Dr. Sushrut Jan: I'm not used to seeing public health stories about India in American newspapers - but last week, the tragic deaths of 23 North Indian children after they ate tainted school lunches in the agricultural state of Bihar was prominently featured in the New York Times, CNN, the Washington Post, NPR, and the Boston Globe. Such extensive American media coverage about a health tragedy in a poor, rural state in India surprised me. Obviously, the death of children arouses our compassion, but unfortunately, such events occur so regularly throughout the developing world that most end up receiving notably less attention.
Consider an event in Nigeria three years ago: a medical team belonging to Doctors without Borders ventured into northwest Nigeria to conduct an immunization campaign for children but instead found farming towns mysteriously devoid of children altogether. The team found families engaged in subsistence gold mining, a process that released dust laden with unbelievably high concentrations of lead. Partnering with local agencies, the Centers for Disease Control, and the World Health Organization, researchers determined that the lead exposures were among the highest in the world - and that such exposure had killed more than 400 children under age 5 and left more than 2,000 children with permanent disabilities.
But when I asked some colleagues about these two stories - the 23 dead in India, and more than 400 dead and 2,000 disabled in Nigeria - most were very aware of the school-lunch story but had no familiarity with the second. The reason for this discrepancy, I suspect, rests on the speed of the two tragedies. Moments after the Indian children noticed a funny taste in their food - apparently from a potent insecticide -- many developed stomach cramps and vomited; within hours, some were critically ill or had died, even before reaching the hospital. Within a day, news agencies around the world were alerted to the crisis.
On the other hand, in Nigeria, the lead poisoning epidemic has evolved over months to years, and the consequences of lead poisoning - brain damage, paralysis, deformity - have taken a long time to reveal themselves. Consequently, the Nigerian story, although tragically important, has been more difficult to tell in our current rapid pace of media coverage. Without reminders, the slow-moving public health crisis tends to slip under our radar. Even in the recent news about the poisoned schoolchildren in India, a slower story hides in its shadow.

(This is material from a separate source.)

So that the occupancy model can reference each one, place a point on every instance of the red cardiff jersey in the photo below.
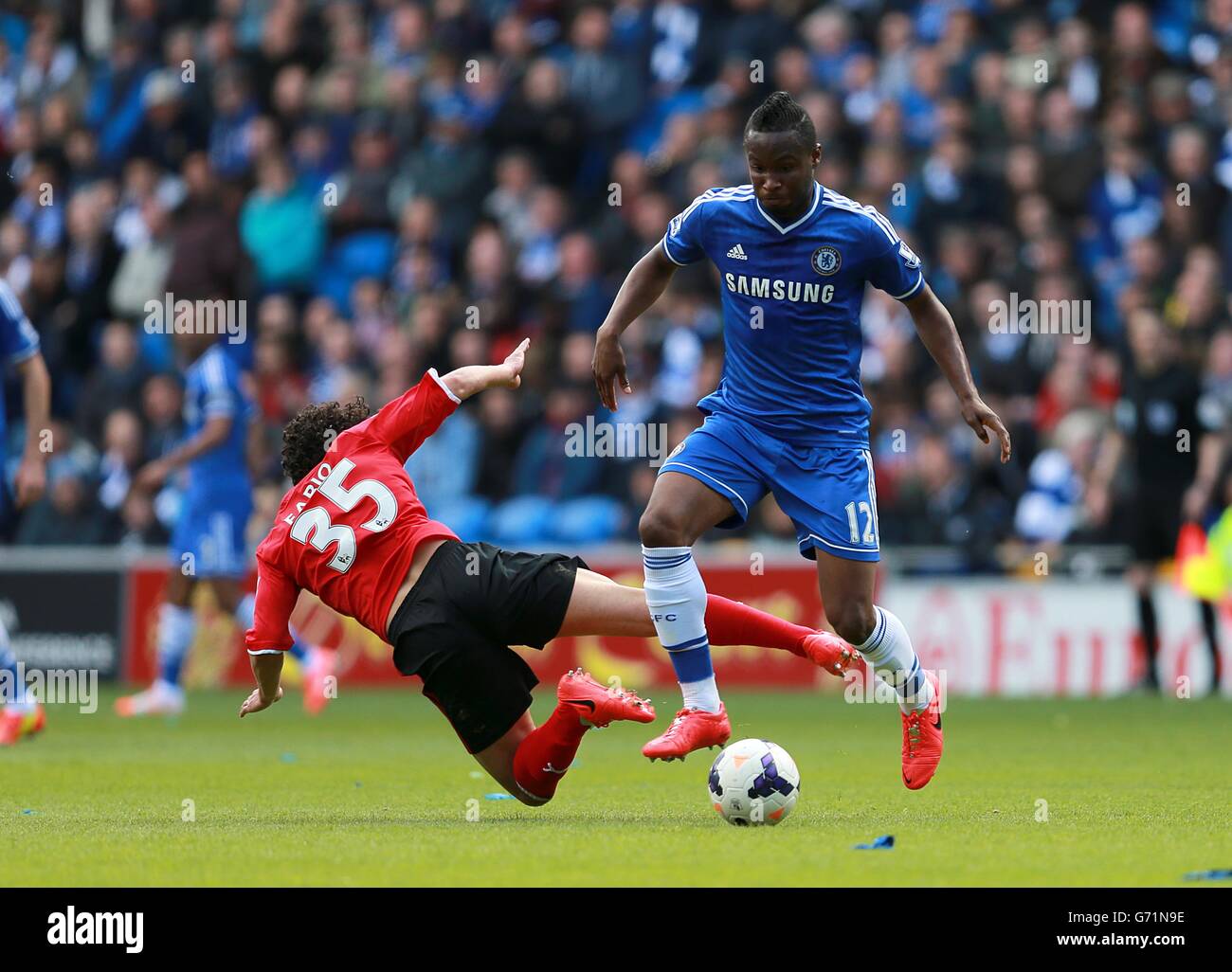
(348, 531)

"You've heard about the cancer train?" asks Amit Khurana, head of the Food Safety and Toxins Program at the Center for Science and Environment in New Delhi, India. Nightly, he says, a train departs from a farming district in Punjab, taking passengers to a hospital in the bordering state of Rajasthan. The train is nicknamed "marizon ki train" or "train of the ill": its seats routinely fill with cancer patients, both young and old, afflicted with all manner of malignancies. The reason for high cancer rates in this rural farming community?
"We found that people living in this district and the surrounding areas had high levels of pesticides in the blood, the breast milk, and in other body tissues," Khurana says. Researchers discovered farmers were spraying crops with abnormally high concentrations of pesticides and rarely wore protective masks. And, just like at the school in Bihar, empty pesticide containers were frequently used for storing food. But the doses of pesticides were not high enough to kill, as they did in the schoolchildren. Instead, people living in these farming communities developed disease slowly, over months to years.
And here, again, is the crux of the problem in a slow-moving disease process: the longer the time-lag between a potential exposure and its health consequence, the harder it is to track, to prove, and to report. "So a lot of people in India remain unaware of chronic pesticide exposures," Khurana explains. "A few years before I took this job, I didn't know about it either."